The Importance of Perspective In Understanding the Flat Earth Model, part 6
From the booklet: The Sea-Earth Globe and its Monstrous Hypothetical Motions: or Modern Theoretical Astronomy
Note: Punctuation and grammar is as in the original.
A GREAT GASH IN THE ELLIPSE
After belauding Kepler for his elliptical orbits and giving him “immortal glor,” Sir Robert Ball shews, in his romance called the Story of the Heavens, that another astronomer, and a greater than Kepler, soon after came along and ruthlessly ripped open the Keplerian skin bottle, thus spilling the gravitation wine which was supposed to be stored therein! Sic transit gloria mundi!

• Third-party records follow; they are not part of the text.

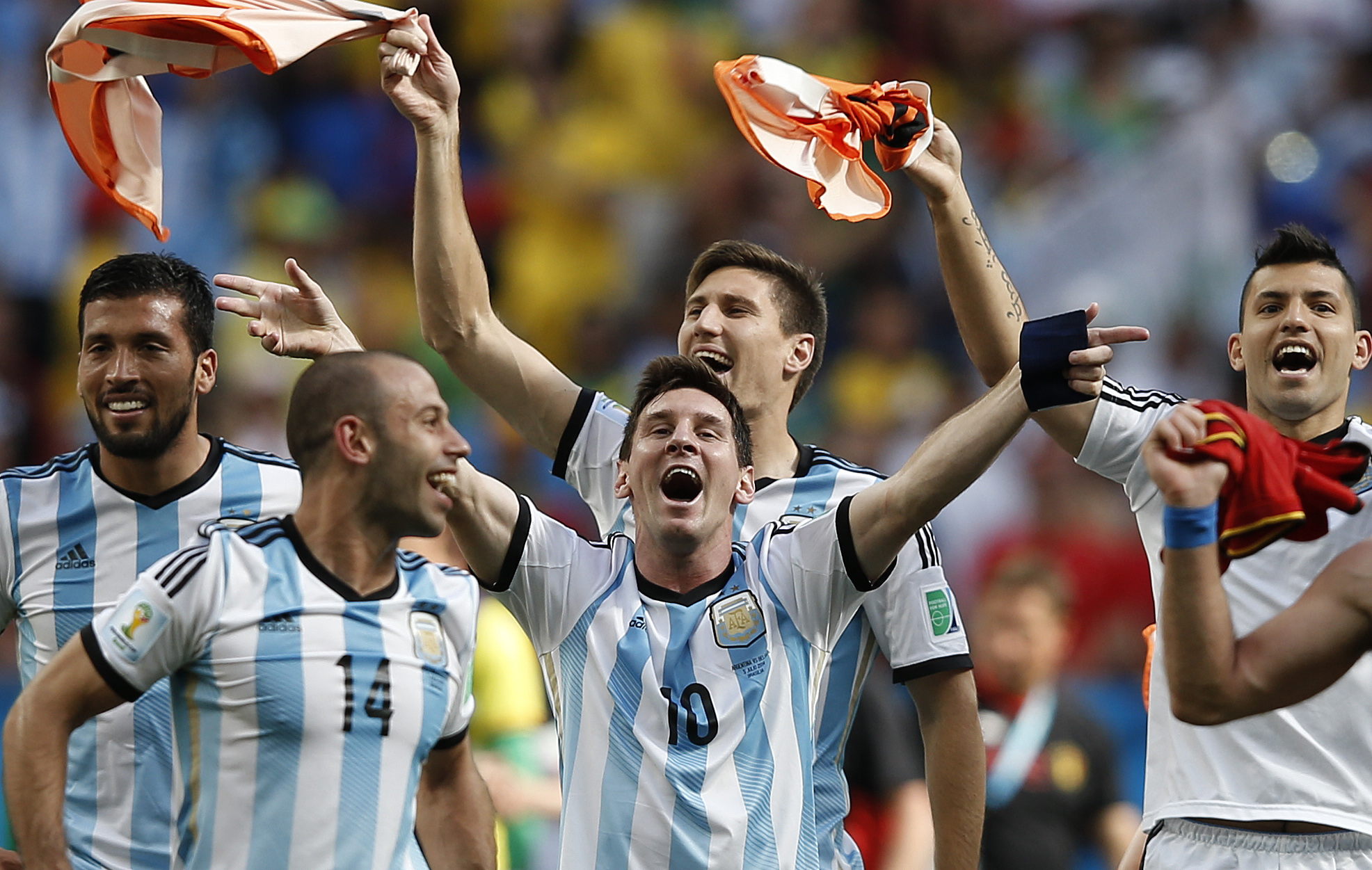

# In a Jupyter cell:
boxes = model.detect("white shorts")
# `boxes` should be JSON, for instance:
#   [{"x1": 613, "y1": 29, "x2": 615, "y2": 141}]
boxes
[{"x1": 1143, "y1": 819, "x2": 1372, "y2": 870}]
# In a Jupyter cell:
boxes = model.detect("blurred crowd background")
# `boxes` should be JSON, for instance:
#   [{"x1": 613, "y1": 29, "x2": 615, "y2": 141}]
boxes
[{"x1": 0, "y1": 0, "x2": 1372, "y2": 866}]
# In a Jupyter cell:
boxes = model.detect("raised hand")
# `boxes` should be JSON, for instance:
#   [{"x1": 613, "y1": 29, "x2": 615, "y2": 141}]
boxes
[
  {"x1": 377, "y1": 15, "x2": 463, "y2": 133},
  {"x1": 214, "y1": 258, "x2": 362, "y2": 360},
  {"x1": 1063, "y1": 302, "x2": 1149, "y2": 395},
  {"x1": 1143, "y1": 405, "x2": 1229, "y2": 508},
  {"x1": 906, "y1": 118, "x2": 962, "y2": 200}
]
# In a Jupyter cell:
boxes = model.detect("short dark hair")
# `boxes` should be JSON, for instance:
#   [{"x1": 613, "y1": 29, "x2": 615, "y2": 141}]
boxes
[
  {"x1": 686, "y1": 239, "x2": 829, "y2": 408},
  {"x1": 77, "y1": 252, "x2": 214, "y2": 357},
  {"x1": 1239, "y1": 224, "x2": 1362, "y2": 330},
  {"x1": 285, "y1": 350, "x2": 418, "y2": 478},
  {"x1": 619, "y1": 355, "x2": 753, "y2": 468}
]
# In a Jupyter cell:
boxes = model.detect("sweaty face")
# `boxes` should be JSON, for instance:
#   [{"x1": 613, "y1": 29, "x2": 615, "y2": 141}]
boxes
[
  {"x1": 614, "y1": 389, "x2": 753, "y2": 549},
  {"x1": 676, "y1": 266, "x2": 808, "y2": 416},
  {"x1": 1229, "y1": 264, "x2": 1372, "y2": 428},
  {"x1": 77, "y1": 293, "x2": 214, "y2": 460},
  {"x1": 364, "y1": 360, "x2": 470, "y2": 538}
]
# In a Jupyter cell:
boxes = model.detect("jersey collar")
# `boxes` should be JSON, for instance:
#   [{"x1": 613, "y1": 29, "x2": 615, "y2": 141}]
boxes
[
  {"x1": 281, "y1": 515, "x2": 401, "y2": 601},
  {"x1": 85, "y1": 433, "x2": 223, "y2": 510}
]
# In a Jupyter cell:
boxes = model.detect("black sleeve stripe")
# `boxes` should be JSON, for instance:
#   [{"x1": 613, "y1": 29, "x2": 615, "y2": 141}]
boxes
[
  {"x1": 553, "y1": 387, "x2": 596, "y2": 481},
  {"x1": 476, "y1": 495, "x2": 534, "y2": 591},
  {"x1": 433, "y1": 729, "x2": 468, "y2": 749},
  {"x1": 81, "y1": 623, "x2": 143, "y2": 704},
  {"x1": 168, "y1": 554, "x2": 210, "y2": 598},
  {"x1": 891, "y1": 653, "x2": 971, "y2": 684},
  {"x1": 158, "y1": 543, "x2": 210, "y2": 588},
  {"x1": 836, "y1": 495, "x2": 896, "y2": 591}
]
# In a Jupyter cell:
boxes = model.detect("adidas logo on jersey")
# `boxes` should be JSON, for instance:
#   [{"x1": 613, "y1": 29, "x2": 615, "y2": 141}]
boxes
[
  {"x1": 258, "y1": 613, "x2": 301, "y2": 631},
  {"x1": 58, "y1": 543, "x2": 95, "y2": 571}
]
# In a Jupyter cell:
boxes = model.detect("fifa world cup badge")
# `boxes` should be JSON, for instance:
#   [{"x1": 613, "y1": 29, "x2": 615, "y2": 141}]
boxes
[
  {"x1": 106, "y1": 594, "x2": 168, "y2": 661},
  {"x1": 410, "y1": 611, "x2": 447, "y2": 667},
  {"x1": 710, "y1": 588, "x2": 767, "y2": 649}
]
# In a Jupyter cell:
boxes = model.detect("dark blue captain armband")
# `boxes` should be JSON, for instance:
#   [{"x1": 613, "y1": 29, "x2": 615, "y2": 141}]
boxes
[{"x1": 1019, "y1": 310, "x2": 1094, "y2": 412}]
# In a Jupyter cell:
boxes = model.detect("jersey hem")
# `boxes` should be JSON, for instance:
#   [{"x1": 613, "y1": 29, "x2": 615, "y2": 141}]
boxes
[
  {"x1": 1143, "y1": 801, "x2": 1372, "y2": 835},
  {"x1": 891, "y1": 653, "x2": 971, "y2": 684},
  {"x1": 81, "y1": 623, "x2": 143, "y2": 704},
  {"x1": 553, "y1": 387, "x2": 596, "y2": 481}
]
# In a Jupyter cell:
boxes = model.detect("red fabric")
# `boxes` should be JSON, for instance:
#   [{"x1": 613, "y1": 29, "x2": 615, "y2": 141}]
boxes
[{"x1": 1169, "y1": 399, "x2": 1368, "y2": 567}]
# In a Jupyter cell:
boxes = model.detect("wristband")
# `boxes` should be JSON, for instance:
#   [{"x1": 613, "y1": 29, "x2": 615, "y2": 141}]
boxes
[
  {"x1": 1019, "y1": 309, "x2": 1094, "y2": 412},
  {"x1": 1162, "y1": 501, "x2": 1220, "y2": 550}
]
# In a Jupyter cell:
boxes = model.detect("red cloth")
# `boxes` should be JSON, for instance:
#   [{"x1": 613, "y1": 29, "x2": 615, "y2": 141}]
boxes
[{"x1": 1169, "y1": 399, "x2": 1368, "y2": 567}]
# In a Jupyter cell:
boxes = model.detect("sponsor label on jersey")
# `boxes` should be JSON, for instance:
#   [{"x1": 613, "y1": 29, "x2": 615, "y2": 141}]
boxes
[
  {"x1": 922, "y1": 586, "x2": 962, "y2": 637},
  {"x1": 710, "y1": 588, "x2": 767, "y2": 649},
  {"x1": 106, "y1": 595, "x2": 169, "y2": 663},
  {"x1": 410, "y1": 611, "x2": 447, "y2": 667}
]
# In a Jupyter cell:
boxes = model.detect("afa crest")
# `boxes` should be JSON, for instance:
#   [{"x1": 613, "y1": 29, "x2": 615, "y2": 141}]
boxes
[
  {"x1": 410, "y1": 611, "x2": 447, "y2": 667},
  {"x1": 710, "y1": 588, "x2": 767, "y2": 649}
]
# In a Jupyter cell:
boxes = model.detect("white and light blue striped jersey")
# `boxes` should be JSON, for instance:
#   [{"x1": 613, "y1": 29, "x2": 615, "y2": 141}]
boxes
[
  {"x1": 487, "y1": 498, "x2": 885, "y2": 870},
  {"x1": 0, "y1": 437, "x2": 301, "y2": 870},
  {"x1": 81, "y1": 517, "x2": 479, "y2": 870},
  {"x1": 553, "y1": 389, "x2": 971, "y2": 870}
]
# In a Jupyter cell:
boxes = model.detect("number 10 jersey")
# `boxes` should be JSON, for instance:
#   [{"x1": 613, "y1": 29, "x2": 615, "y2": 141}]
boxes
[{"x1": 487, "y1": 499, "x2": 889, "y2": 870}]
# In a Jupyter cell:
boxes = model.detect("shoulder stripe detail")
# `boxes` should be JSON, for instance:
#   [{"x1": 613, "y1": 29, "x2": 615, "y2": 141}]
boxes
[
  {"x1": 0, "y1": 444, "x2": 89, "y2": 481},
  {"x1": 223, "y1": 442, "x2": 299, "y2": 471}
]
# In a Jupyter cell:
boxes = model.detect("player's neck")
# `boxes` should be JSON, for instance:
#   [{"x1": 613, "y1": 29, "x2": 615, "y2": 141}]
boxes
[
  {"x1": 295, "y1": 494, "x2": 397, "y2": 597},
  {"x1": 748, "y1": 406, "x2": 800, "y2": 481},
  {"x1": 100, "y1": 425, "x2": 210, "y2": 495},
  {"x1": 1249, "y1": 392, "x2": 1348, "y2": 440},
  {"x1": 634, "y1": 523, "x2": 734, "y2": 593}
]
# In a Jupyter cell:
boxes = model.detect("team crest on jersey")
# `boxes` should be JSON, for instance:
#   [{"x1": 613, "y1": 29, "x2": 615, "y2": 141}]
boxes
[
  {"x1": 106, "y1": 595, "x2": 168, "y2": 663},
  {"x1": 710, "y1": 588, "x2": 767, "y2": 649},
  {"x1": 410, "y1": 611, "x2": 447, "y2": 667}
]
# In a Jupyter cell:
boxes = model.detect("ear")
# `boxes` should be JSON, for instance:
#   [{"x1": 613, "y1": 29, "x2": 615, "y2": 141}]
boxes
[
  {"x1": 782, "y1": 332, "x2": 815, "y2": 376},
  {"x1": 1229, "y1": 332, "x2": 1251, "y2": 372},
  {"x1": 734, "y1": 465, "x2": 758, "y2": 505},
  {"x1": 195, "y1": 348, "x2": 220, "y2": 395},
  {"x1": 614, "y1": 460, "x2": 634, "y2": 498},
  {"x1": 333, "y1": 414, "x2": 376, "y2": 465}
]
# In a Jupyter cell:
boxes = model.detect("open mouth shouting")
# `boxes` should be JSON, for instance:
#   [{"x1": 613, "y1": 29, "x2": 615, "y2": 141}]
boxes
[
  {"x1": 1272, "y1": 341, "x2": 1318, "y2": 375},
  {"x1": 662, "y1": 465, "x2": 705, "y2": 504},
  {"x1": 694, "y1": 350, "x2": 734, "y2": 375}
]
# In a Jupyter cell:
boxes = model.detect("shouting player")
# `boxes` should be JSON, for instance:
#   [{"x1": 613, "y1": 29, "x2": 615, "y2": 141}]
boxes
[
  {"x1": 433, "y1": 357, "x2": 1086, "y2": 870},
  {"x1": 925, "y1": 169, "x2": 1372, "y2": 869},
  {"x1": 0, "y1": 254, "x2": 301, "y2": 870},
  {"x1": 4, "y1": 353, "x2": 495, "y2": 870}
]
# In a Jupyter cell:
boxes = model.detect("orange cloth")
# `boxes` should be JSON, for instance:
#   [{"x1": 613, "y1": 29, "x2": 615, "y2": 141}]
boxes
[
  {"x1": 715, "y1": 55, "x2": 934, "y2": 221},
  {"x1": 1169, "y1": 399, "x2": 1368, "y2": 570},
  {"x1": 47, "y1": 0, "x2": 418, "y2": 241}
]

Our friend Robert, quite unabashed, tells us in his heavenly “story” that Sir William Herschell was the fist to solve “the noble problem” as to whether the sun was really at rest in the middle of the solar system, or “whether the whole system, sun planets and all, is not moving on bodily through space?”
So that after all Kepler’s invention did not settle this “noble problem,” which was left for another to grapple with; and this one has, for the time being, “settled it,” that the sun is rushing us all through space, at a terrible rate, towards a distant star, millions and millions and millions of miles away, to Lambda Hercules! A romance worthy of that classical giant whose “twelve labours,” though great, were nothing compared to the labours “now” imposed on the sun-god through the twelve signs of the zodiac. For in the words of our great story teller, we are assured that
“The sun and his system are NOW hastening towards a point of the heavens near the star Delta Lyae. The velocity with which the motion is performed corresponds to the magnitude of the system. Quicker than the swiftest rifle bullet that was ever fired the SUN, bearing with it the Earth and all the other planets, is NOW speeding onwards…Every half-hour we are about 10,000 miles nearer the constellation of Lyrae. (Italics, etc., mine.) – Story of the Heavens, p. 429.
In common parlance we may say that this is “a stretcher!” But what about Kepler’s elliptical orbit? There is “now” a great gash in it, 175,000,000 of miles wide equal to the sun’s present annual journey. Such a gash is surely fatal!